Les courtisanes d'Alexandrie

Details
Paul Delvaux (1897-1994)
Les courtisanes d'Alexandrie
signed, dated and titled 'LES COURTISANES D'ALEXANDRIE P. DELVAUX St. IDESBALD 11-10-49' (lower right)
watercolour and pen and india ink on paper
29 x 43¼in. (73.6 x 109.8cm.)
Executed on 11 October 1949
Provenance
Galerie Isy Brachot, Brussels.
Acquired from the above by the present owner circa 1975.
Literature
M. Nadeau, Les dessins de Paul Delvaux, Paris, 1967 (illustrated p. 44-45).
Exhibited
New York, The Solomon R. Guggenheim Museum, Surrealism: Two Private Eyes, June-Sept. 1999, no. 67 (illustrated in the catalogue p. 126-127).
Special notice
VAT rate of 5% is payable on hammer price plus buyer's premium

Lot Essay

Charles van Deun has kindly confirmed the authenticity of the present work.

Executed in 1949, Les courtisanes d'Alexandrie (The Courtesans of Alexandria) ranks among the finest of all Delvaux's watercolours. One of the most richly detailed and textured of all the artist's works on paper, Les courtisaines d'Alexandrie is also rare among these works because of its completeness, flawlessness and large size. Many of Delvaux's works on paper served as working ideas or preparatory sketches for his paintings and consequently often bear the traces of many corrections and reworkings, many others have been left unfinished. Les courtisaines d'Alexandrie is one of only a few watercolour and ink paintings that seems to be a complete realisation of an idea in itself.

Depicting two smartly dressed but bare-breasted women promenading towards the viewer between a colonnade of trees and an arcade of smart 19th Century buildings which leads to the sea, the painting presents Delvaux's familiar twilight world of the wakeful sleepwalker. Though a nocturnal world, everything is revealed in sharp detail and clarity as if to emphasise that this is no sleepy or opiumated dream scene but a real pictorial mystery in the vein of the great classical paintings of the past. The strangeness of the scene is cleverly reinforced by the harsh perspective and by the dominant if also strange symmetry of the composition. While a rather electric looking moon shines down its rays in a clearly linear fashion, these lines are echoed by the bizarre array of hat pins that form a decorative collar around the necks of each of the two women.
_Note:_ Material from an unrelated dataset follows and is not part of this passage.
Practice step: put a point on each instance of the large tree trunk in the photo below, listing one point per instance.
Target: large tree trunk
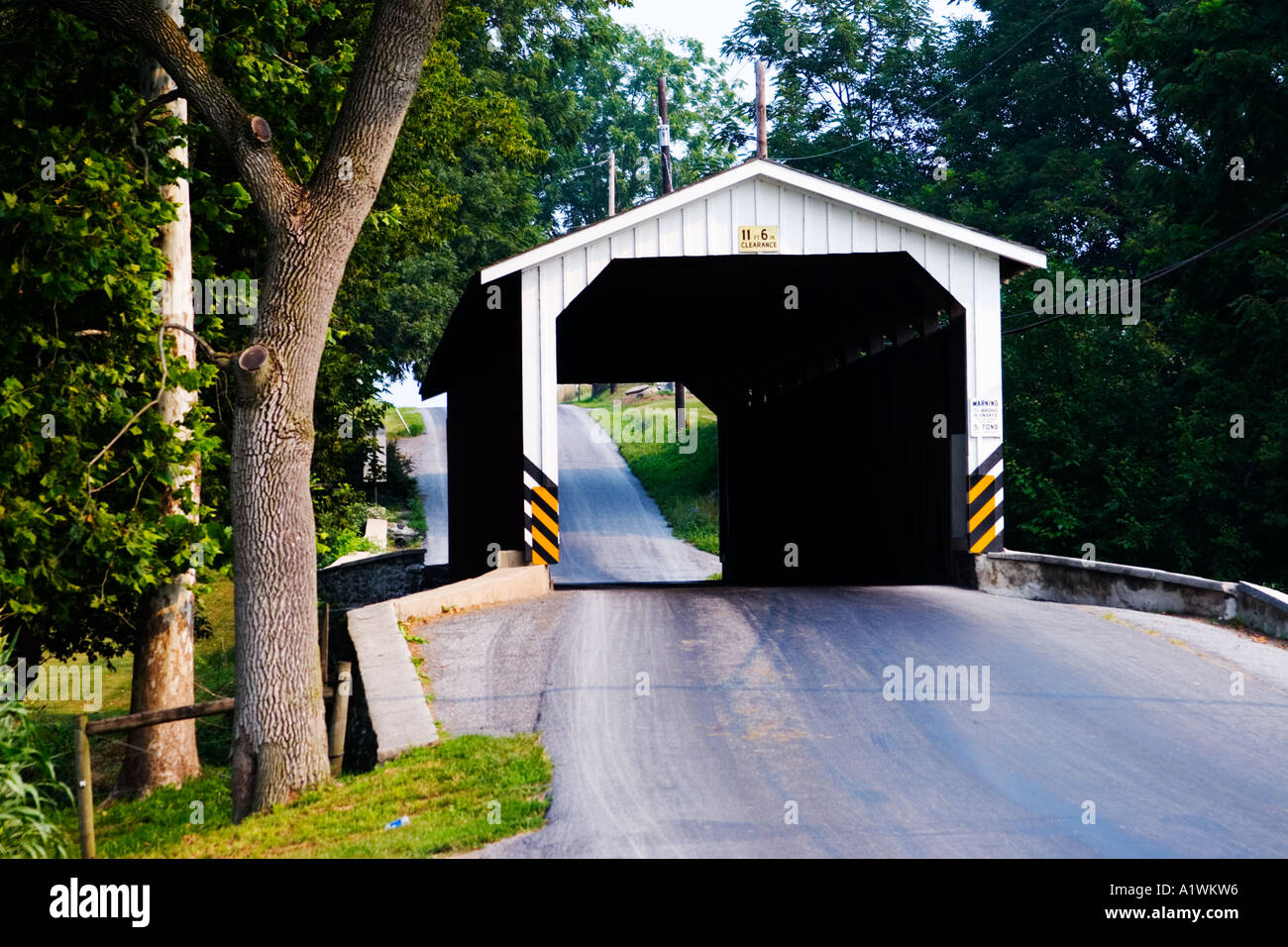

The grid-like pattern of the pavement and the repetition of the trees (strangely potted on one side and planted on the other) and the columns of the architecture also strengthen this grid-like patterning, while the women themselves also conform to the strange symmetry of the painting. Almost identical save for the colouring of their dresses and of their hair, they walk under the light, and perhaps the guidance of the moon, holding their hands in an awkward but striking pose that mirrors one another.

Erotic and mysterious, this exquisitely detailed work seems, like so many of Delvaux's most successful works, to pay homage to the eternal enigma that is Woman. In this way it is a pictorial embodiment of the sentiments that the artist's friend, the poet Paul Eluard, once expressed about Delvaux's art when he wrote: "Delvaux has made of the universe the empire of a woman, always the same, who reigns over the great suburbs of the heart, where old Flemish windmills turn a pearl necklace under a crystal heart."